The village was the site of a clash between armed Serbs and U.S. Marines from the Kosovo Force (KFOR) on 23 June 1999, in the aftermath of the war, in which the Marines killed three people.

==Geography==
The settlement of Zhegër is located near the border of North Macedonia, at the foot of the Karadak Mountains, and is rich in fertile land. It has an elongated shape (3.7 km), along the Karadak River and lies in the southeastern part of Kosovo, in the triangle between Kosovo, Serbia and North Macedonia. The suitable geographical position enables a good access to other centers of Kosovo and the region.

Cadastral areas within the local community in Zhegër are: Demiraj, Haxhaj, Kurexh, Selisht and Terziaj

==Economy==
As in other parts of Kosovo, Zhegër faces high unemployment.
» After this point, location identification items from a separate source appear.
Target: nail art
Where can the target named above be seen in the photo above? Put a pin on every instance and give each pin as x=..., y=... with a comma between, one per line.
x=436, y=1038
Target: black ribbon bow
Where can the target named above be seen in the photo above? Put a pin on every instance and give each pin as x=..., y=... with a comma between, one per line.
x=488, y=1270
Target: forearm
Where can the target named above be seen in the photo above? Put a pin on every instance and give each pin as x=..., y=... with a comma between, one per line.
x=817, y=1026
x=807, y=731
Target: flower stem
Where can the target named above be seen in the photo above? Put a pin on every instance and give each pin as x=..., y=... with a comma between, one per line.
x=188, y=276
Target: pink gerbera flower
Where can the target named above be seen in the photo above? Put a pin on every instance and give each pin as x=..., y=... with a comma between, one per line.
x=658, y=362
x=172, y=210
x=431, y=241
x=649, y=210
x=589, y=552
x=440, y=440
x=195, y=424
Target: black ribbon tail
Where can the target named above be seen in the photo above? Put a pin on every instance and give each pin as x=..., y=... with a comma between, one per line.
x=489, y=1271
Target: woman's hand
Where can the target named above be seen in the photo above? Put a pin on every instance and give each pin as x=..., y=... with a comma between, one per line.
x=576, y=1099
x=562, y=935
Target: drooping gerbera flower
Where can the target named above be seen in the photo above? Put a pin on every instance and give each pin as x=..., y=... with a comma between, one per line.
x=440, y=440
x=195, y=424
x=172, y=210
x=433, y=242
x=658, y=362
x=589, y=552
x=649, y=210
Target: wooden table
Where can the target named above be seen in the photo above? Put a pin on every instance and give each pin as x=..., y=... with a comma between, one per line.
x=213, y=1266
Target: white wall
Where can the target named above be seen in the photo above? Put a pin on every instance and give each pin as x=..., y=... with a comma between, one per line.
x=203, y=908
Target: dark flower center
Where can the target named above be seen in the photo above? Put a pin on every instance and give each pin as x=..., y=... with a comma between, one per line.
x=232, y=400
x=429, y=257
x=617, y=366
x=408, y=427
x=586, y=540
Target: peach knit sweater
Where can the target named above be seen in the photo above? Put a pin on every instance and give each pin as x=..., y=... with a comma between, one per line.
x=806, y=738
The individual household sector employs a significant number of residents, mainly engaged in agriculture and animal husbandry.

==Demographics==
The 2011 Kosovo census recorded 3,327 inhabitants, nearly all of whom were ethnic Albanians.

== Notable people ==
- Agim Ramadani, KLA commander
- Xherdan Shaqiri (born 1991) a Swiss professional footballer who plays for Swiss Super Ligue club FC Basel and Switzerland.